I recently stumbled across Good Software Takes Ten Years from Joel Spolsky’s Blog. In this article, he recites from his own experiance and the brief history of software development a number of stories and common pitfalls of succesful commercial software products. Granted, these applications might not be my favourites to use (Lotus Notes and Microsoft Word), but they were succesful in the sense that they are used by millions of people.
Lotus Notes for instance, was released five years after development, and it took another six years before the user base started to really grow. As an example from my own experience, we’re using Linux on our laptops and servers, an open source variant of Unix.
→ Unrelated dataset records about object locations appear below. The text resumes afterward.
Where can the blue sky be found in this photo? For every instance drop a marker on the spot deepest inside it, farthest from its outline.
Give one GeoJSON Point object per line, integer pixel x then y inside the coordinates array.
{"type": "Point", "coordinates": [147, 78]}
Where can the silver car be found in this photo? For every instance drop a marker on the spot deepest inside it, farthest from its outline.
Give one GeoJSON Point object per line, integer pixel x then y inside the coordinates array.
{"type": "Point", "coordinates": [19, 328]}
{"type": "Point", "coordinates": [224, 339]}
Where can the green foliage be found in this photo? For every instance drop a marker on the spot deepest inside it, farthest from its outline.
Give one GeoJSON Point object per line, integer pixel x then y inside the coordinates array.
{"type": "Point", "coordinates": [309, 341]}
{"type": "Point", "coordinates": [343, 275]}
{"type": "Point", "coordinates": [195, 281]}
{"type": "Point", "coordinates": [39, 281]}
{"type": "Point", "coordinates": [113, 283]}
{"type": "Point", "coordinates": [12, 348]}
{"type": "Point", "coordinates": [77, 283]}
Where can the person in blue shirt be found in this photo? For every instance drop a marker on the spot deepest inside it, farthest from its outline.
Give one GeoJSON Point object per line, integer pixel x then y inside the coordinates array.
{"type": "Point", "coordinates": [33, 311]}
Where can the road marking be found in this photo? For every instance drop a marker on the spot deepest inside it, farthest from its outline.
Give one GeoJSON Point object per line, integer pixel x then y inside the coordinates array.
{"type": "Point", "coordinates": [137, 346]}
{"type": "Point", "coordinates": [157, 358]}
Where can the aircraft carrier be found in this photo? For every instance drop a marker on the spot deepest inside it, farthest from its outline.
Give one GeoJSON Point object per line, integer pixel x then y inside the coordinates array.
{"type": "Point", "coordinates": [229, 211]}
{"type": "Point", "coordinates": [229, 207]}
Unix exists since at least the 70′s. In the first twenty years of its’ existence, high-priced unix workstations and servers were mainly to be found in universities and corporate research and development environments. Now, after over thirty years, through Linux (and to a lesser extent, FreeBSD and its’ derivative, MacOS-X) it is spreading to a much larger user-base.
Starting last December, I am programming on the e-laborateproject. Not exactly a long-running project. It is, however, based on i-tor, open-source software that has developed through several projects starting January 2002. So, I-tor is now in its third year. Having been involved as a coach and programmer, I can recognize several of the pitfalls Joel Spolsky managed in the project.
Having been there, I can say, that it is possible to survive those pitfalls, even if you’ve stepped right in them.